After upgrading to 10.2.0.5 on Linux, our Oracle Enterprise Manager would report intermittently that the OC4J was down-
Target type=Oracle Application Server
Occurred At=March 12, 2010 3:09:52 PM MDT
Message=The application server instance is down
Notification Rule Name=Application Server Availability and Critical States
Notification Rule Owner=SYSMAN
If you immediately checked the status of the OEM, all responses reported acceptable-
I first blamed the introduction of flash and additional targets being monitored by the OEM, extending the interval on the thread timeouts for the alert errors per numerous recommendations from Oracle and others affected by the same issue:
# Timeout: The number of seconds before receives and sends time out.
# KeepAlive: Whether or not to allow persistent connections (more than
# one request per connection). Set to “Off” to deactivate.
# Changed parameter to address bug 5717633 KJP, 4/26/10
#KeepAlive Off <–Commented out for the bug shown above
# MaxKeepAliveRequests: The maximum number of requests to allow
# during a persistent connection. Set to 0 to allow an unlimited amount.
# We recommend you leave this number high, for maximum performance.
# KeepAliveTimeout: Number of seconds to wait for the next request from the
# same client on the same connection.
this unfortunately did not correct the problem and we continued to be paged from time to time, without a particular issue being experienced as an instigator.
I was finally able to locate the actual source of the problem while digging around deep in the agent for the Oracle Application Server that is part of the OEM.

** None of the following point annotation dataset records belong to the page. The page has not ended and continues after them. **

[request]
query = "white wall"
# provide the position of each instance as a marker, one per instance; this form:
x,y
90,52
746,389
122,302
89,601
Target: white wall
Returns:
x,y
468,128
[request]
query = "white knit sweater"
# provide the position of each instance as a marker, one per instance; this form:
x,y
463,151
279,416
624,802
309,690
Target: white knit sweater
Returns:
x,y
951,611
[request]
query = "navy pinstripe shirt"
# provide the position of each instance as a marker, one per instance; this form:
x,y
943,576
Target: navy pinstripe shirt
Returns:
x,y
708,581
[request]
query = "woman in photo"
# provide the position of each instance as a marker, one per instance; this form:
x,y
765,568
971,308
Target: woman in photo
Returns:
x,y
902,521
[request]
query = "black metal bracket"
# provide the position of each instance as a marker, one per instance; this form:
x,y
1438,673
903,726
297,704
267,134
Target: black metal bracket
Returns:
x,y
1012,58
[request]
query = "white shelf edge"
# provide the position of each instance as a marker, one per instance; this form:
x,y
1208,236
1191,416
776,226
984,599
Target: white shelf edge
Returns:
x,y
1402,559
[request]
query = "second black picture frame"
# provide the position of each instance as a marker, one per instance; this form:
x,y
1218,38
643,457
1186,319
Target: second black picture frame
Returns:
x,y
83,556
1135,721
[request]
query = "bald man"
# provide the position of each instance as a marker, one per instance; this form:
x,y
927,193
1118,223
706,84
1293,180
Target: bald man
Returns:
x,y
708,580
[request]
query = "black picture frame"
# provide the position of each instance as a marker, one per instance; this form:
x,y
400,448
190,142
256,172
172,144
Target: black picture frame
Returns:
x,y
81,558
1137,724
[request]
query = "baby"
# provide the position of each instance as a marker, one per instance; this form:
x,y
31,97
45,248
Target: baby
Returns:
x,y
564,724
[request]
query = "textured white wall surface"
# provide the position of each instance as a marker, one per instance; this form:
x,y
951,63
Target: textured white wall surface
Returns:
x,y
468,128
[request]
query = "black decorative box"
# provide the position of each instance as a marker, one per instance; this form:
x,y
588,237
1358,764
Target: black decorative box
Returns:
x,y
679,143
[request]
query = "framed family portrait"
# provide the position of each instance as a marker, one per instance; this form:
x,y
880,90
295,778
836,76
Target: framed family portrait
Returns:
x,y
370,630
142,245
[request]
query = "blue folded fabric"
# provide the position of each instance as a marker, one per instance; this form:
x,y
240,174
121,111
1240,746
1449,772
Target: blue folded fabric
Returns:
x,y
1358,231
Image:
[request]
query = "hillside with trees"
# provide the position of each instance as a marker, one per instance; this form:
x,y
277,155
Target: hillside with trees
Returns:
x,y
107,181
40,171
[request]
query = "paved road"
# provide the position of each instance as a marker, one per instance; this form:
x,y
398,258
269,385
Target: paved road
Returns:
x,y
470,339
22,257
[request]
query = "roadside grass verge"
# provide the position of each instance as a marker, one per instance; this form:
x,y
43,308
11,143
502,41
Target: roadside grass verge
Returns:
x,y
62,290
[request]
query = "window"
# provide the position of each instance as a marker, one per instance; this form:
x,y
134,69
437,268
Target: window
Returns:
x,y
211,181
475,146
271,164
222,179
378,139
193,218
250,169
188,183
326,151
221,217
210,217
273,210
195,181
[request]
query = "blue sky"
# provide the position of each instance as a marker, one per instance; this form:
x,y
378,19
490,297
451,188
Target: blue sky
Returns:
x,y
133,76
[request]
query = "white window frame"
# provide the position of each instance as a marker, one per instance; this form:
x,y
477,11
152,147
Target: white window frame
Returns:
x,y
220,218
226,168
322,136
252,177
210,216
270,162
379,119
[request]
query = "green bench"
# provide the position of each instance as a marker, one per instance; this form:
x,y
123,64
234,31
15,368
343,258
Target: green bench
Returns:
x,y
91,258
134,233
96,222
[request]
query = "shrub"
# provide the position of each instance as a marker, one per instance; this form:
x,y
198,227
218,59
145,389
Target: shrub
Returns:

Through the OEM interface, Go to the OEM host > Middleware > Application Server Name
Availability (%) 99
(Last 24 Hours)
Application URL http://serv3r:3338/
Installation Type J2EE and Web Cache
Oracle Home /u01/app/oracle/product/10.2.0/oms10g
Host : Serv3r
Each link worked well except for one, which reported issues- OC4J_EM. When clicked on, I received an error, “Can’t load oc4j_all_instances_rollup” . I did a quick Google search on “oc4j_all_instances_rollup” and received only two responses, but one of them was to the OEM XML file that supports this final “up check” for the OC4J processes-
The file, $OMS_HOME/j2ee/OC4J_EM/applications/em/em/WEB-INF/config/webappTargetTypes.xml
I noted that I had two lines that did not match, mine referred to an “oc4j_instances_rollup”, but not the “oc4j_all_instances_rollup” that the OEM was searchin for. Since the example was very close to my own file, I updated the two lines metric names to match the one from the web example, only after making a backup copy of the original, (always best to keep a copy!)
I then saved the file and reloaded the OEM-
Upon viewing the same link in the GUI interface, post OEM reload, no error was received and the response times are shown successfully. The timeout alert stopped now that ALL checks for up status resolve successfully, but this was an inaccurately reporting error deep in the agent mechanism for the OC4J monitoring that does not reside in the Apache or standard directories we would inspect for misconfiguration.